Answer by Manish S · May 28, 2015 at 05:54 AM
Regarding your query about number of entities in a POST call - I have tried 50000 entities in one requests ( using Node.JS) and it has worked fine. so I believe limit of entities in one POST call is certainly more than 50K . Even though I have not tried, but I feel if you have proper infra and large size machines, you should be able to POST upto 1 Lakh in single call as well.
In case you want to POST millions of data, you need to break it into batches of say 50K/1Lakh ( depending on your infra ) and make requests.
In PUT call, there can be only one entity at a time.
For PUT, number of BaaS calls = number of entities you need to update .
I hope this helps.
@ManishS, Thank you for the very useful information.Do you also have any idea on the supported concurrency of simultaneous request handled by BaaS? In the case of 1Lakh can we make 10 requests at a time or do we need to wait for the response to send the next one sequentially?
It may also depend on the infra, capacity of web server, etc. But if you have any comment, I’ll appreciate it.
BaaS is optimized for batch write operation. So simultaneous calls for POST can be made easily . I have tried 3 concurrent calls from Node.JS in batches of 50 thousand ( total 1.5 Lakh entities) and it did work perfectly ( it had one cassandra node only ) . So with a decent infra set up I believe you should be able to achieve lot more .
@Manish S, Understood. Thank you so much for the answer.
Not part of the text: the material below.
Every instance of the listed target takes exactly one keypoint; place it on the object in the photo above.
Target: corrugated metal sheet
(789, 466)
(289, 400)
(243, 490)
Answer by pbhogill · May 15, 2015 at 07:28 PM
Hi @Toshihiro Shibamoto there is another thread that discusses this topic somewhat. You can also use a scripting tool / language to invoke the API to push data into BaaS. Also you can post multiple records to a BaaS collection using one POST call.
Thank you so much Prithpal Bhogill. I saw the post earlier but thought it looks like a different thing if I understand correctly. We just need an efficient handling of very huge number of data without filtering them out. Does BaaS have any optimization mechanism internally for processing multiple entities in a single POST/PUT query? If it's not the case the time taken for handling a million records would be still longer than acceptable range and then we need some kind of implementation tricks as mentioned above. The customer is trying to get benchmark data measured with the scale if available. Will appreciate if any further comments.
Answer by alan@apigee.com · May 19, 2015 at 08:30 PM
- ideally you won't need to do massive numbers of uploads, but per Prithpal, you can POST multiple entities at the the same time. Unfortunately, you can't PUT multiple items at a time.
Depending on the use case, it might be more efficient to "PUT" (Update) a small set of records instead of deleting all records and rePOSTing all records.
@alan@apigee.com Thanks a lot for the comments. What do you mean by '"PUT" (Update) a small set of records' while you said 'can't PUT multiple items at a time'? And is there a restriction in the numbers to POST multiple entities - is it 1000 also? Then what is the best practice to handle 1million of data to POST/PUT with using any ql statement or whatever to optimize it?